University of Georgia education graduate student Jesse Payne spent two hours learning how to become a better teacher for those students who most need help: undocumented residents.
With maybe 100 other people--students, veteran teachers, advocates and families--Payne attended a panel discussion Wednesday afternoon that focused on the problems faced by undocumented students, both in and outside the classroom, in coping with Georgia's immigratino policies. The forum was sponsored by the College of Education Faculty Senate and Dean's Council on Diversity.
Payne heard from three seasoned teachers and one high school counselor from the Clarke County School District and an immigration attorney.
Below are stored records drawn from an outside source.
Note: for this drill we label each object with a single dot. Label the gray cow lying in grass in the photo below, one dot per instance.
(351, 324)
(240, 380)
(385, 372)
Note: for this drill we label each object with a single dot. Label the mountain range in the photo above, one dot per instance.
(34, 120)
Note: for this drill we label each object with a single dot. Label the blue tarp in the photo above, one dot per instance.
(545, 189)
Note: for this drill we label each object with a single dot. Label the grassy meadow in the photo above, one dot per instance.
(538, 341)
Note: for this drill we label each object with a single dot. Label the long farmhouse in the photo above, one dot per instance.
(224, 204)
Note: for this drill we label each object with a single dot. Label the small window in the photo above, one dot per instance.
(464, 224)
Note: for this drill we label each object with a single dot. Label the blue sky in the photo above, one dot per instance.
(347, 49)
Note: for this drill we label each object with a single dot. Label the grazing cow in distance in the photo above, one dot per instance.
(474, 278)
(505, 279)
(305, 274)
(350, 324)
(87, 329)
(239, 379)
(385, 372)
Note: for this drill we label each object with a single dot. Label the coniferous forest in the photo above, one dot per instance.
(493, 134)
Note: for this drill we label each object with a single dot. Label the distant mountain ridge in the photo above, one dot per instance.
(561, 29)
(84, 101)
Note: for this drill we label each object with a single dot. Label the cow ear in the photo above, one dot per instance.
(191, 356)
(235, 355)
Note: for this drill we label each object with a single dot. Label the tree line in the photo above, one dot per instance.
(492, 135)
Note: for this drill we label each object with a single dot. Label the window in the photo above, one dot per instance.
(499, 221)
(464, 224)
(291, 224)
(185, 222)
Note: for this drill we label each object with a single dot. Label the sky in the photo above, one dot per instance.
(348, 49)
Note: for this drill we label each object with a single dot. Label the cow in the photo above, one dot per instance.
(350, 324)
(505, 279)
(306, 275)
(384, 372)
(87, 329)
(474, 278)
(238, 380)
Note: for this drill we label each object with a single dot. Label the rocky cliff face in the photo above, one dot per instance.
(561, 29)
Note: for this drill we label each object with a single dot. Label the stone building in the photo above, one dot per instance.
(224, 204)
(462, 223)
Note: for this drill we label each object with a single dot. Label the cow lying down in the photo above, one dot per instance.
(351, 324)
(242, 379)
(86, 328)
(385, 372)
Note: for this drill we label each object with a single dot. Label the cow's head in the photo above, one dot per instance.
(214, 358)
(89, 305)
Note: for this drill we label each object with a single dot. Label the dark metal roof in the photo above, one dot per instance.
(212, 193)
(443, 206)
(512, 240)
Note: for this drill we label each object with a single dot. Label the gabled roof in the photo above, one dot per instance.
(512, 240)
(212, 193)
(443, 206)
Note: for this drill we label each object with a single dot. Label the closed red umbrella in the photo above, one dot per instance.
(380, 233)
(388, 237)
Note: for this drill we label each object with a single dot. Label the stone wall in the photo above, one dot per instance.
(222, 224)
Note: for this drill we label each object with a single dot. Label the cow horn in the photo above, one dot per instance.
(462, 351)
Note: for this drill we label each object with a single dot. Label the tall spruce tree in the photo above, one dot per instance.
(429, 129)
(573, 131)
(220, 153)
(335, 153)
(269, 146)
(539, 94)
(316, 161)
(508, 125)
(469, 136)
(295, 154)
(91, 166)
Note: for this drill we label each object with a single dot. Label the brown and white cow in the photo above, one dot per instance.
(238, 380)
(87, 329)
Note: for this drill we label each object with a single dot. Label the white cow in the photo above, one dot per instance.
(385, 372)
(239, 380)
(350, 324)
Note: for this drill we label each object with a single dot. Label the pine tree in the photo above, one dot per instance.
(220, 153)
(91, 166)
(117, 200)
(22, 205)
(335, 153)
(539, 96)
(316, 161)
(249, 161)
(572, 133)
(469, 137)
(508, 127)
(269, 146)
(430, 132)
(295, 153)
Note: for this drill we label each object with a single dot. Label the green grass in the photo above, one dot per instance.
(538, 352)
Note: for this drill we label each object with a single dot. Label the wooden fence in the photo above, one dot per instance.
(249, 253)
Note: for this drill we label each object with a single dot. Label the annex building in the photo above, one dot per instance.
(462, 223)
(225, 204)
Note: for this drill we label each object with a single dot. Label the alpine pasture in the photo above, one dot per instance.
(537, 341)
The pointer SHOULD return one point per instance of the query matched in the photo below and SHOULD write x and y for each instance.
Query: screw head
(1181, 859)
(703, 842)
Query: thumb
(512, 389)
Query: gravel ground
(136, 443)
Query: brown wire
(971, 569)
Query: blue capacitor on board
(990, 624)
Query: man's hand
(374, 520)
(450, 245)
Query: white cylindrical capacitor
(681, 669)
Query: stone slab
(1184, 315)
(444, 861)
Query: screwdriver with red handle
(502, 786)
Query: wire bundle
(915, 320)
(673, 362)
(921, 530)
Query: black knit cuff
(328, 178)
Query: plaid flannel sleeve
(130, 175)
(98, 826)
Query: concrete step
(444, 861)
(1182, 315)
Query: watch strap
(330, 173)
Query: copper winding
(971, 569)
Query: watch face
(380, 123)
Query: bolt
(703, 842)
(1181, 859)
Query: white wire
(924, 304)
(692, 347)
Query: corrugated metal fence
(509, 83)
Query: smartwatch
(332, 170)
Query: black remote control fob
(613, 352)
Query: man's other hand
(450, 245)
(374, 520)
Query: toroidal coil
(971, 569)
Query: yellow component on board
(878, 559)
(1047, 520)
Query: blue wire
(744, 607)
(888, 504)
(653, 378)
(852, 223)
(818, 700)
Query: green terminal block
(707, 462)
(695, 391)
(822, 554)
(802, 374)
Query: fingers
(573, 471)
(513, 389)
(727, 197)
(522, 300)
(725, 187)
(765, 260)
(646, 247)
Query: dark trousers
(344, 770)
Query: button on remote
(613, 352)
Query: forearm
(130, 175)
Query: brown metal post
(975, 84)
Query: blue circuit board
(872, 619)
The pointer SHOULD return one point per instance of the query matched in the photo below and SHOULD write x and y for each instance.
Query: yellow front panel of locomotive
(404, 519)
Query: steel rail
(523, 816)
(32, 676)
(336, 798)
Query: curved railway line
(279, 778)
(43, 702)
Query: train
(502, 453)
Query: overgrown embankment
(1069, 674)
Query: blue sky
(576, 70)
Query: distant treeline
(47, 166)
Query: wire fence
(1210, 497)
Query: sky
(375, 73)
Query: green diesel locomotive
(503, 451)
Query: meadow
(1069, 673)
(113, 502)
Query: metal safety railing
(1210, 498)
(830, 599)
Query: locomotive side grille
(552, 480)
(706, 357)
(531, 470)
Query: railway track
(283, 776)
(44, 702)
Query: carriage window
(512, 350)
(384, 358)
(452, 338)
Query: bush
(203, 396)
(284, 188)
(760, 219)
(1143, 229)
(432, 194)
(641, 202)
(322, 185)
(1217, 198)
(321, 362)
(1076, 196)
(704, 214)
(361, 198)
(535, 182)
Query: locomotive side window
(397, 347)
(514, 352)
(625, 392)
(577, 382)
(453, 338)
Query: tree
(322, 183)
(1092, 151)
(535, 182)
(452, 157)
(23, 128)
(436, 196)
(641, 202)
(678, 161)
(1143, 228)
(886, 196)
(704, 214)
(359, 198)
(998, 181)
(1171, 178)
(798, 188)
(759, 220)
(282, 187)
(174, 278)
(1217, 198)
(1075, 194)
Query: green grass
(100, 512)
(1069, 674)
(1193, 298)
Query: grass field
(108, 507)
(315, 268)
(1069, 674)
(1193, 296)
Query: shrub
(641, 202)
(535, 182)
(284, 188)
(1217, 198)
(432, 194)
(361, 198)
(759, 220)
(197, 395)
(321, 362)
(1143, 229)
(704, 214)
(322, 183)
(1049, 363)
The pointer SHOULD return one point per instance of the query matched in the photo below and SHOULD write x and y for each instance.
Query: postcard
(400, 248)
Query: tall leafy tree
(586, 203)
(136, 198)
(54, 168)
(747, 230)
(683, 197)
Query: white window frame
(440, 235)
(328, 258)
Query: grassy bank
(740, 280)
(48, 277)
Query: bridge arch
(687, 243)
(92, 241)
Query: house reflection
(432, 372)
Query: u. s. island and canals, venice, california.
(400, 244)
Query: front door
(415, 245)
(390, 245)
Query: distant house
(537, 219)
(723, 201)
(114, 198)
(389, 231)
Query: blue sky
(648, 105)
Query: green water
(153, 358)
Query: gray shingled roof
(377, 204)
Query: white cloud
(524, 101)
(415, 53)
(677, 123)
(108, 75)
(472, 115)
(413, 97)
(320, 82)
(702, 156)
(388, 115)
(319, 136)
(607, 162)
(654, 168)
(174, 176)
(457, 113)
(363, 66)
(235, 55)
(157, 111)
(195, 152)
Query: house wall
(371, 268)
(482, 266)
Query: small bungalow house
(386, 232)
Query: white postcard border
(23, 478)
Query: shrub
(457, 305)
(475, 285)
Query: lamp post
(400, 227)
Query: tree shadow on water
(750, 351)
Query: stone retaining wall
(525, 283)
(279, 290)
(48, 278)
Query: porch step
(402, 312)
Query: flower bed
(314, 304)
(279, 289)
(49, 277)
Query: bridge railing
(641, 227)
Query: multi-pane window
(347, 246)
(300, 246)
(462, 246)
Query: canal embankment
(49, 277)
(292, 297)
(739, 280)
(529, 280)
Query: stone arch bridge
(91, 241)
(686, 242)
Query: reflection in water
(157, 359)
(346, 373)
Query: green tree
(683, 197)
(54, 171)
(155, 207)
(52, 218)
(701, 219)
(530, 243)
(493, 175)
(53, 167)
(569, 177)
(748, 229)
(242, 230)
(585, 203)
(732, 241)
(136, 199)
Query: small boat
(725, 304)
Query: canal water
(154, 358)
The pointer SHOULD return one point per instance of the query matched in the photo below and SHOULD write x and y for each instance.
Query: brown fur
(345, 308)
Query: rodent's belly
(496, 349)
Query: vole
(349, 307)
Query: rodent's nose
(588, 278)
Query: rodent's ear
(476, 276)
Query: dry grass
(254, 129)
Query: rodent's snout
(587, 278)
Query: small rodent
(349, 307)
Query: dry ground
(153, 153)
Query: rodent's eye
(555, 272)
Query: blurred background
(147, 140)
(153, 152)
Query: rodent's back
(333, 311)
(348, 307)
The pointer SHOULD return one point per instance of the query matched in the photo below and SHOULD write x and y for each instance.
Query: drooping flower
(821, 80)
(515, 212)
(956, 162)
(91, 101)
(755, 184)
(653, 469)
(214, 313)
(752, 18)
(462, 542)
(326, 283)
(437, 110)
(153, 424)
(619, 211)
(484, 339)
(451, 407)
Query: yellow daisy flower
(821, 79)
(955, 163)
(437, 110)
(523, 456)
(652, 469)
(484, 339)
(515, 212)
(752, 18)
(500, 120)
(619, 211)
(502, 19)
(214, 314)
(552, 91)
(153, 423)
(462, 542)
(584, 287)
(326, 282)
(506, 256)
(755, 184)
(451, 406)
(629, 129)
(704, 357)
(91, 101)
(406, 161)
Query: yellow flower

They shared their experiences, practices and suggestions for steering students through the winding path to college.
“I learned there are many options for undocumented students,” said Payne, who has come from Kentucky to Athens for a masters in teaching social studies. “I plan to go out of my way to inspire hope when I start teaching.”
Held at the H.T. Edwards educational complex, the forum featured teachers Ian Altman from Clarke Central, Matt Hicks from Cedar Shoals and Kelli Bivins from Coile Middle School; counselor Sam Hicks from Cedar Shoals; and attorney Charles Kuck, of the Immigration Law Firm and the UGA School of Law.
Bivins said she feels guilty for having taken her middle school students to visit the UGA campus to introduce them to college life. Recent legislation prevents undocumented students from attending Georgia’s most selective state institutions, no matter how competent and accomplished they are.
“I dared to allow all of them to dream,” she said.
Ian Altman said to be a teacher for undocumented students “is to be an advocate for them.”
He has written editorials and letters of recommendation; contacted elected officials and Board of Regents members; raised money to cover the costs of college applications; and shared with students their joy and elation at being accepted to colleges outside Georgia.
Matt Hicks gave detailed advice for steering someone with no Social Security number through the tangled thicket of college applications and financial aide applications. More difficult is to keep students in school and motivated to do well if they believe their studying is all for naught.
“Students are facing a system that locks them out,” Hicks said. “You have to remind them constantly that you support them.”
Attorney Kuck hammered away at the nuttiness of current immigration laws, which changed drastically in 1996 by toughening up penalties for being in the U.S. without the proper papers. He believes immigation laws will change again after the election in November.
Teachers should work to get students into college somewhere, “because a college education from the U.S. is gold” in another country, he said. Other English speaking countries, such as Australia and Canada, don’t have the stringent policies of the U.S. and welcome educated workers. And no matter what, teachers have to keep undocumented students focused on going to college.
“What’s worse than a kid without hope?” Kuck asked. “Nothing.”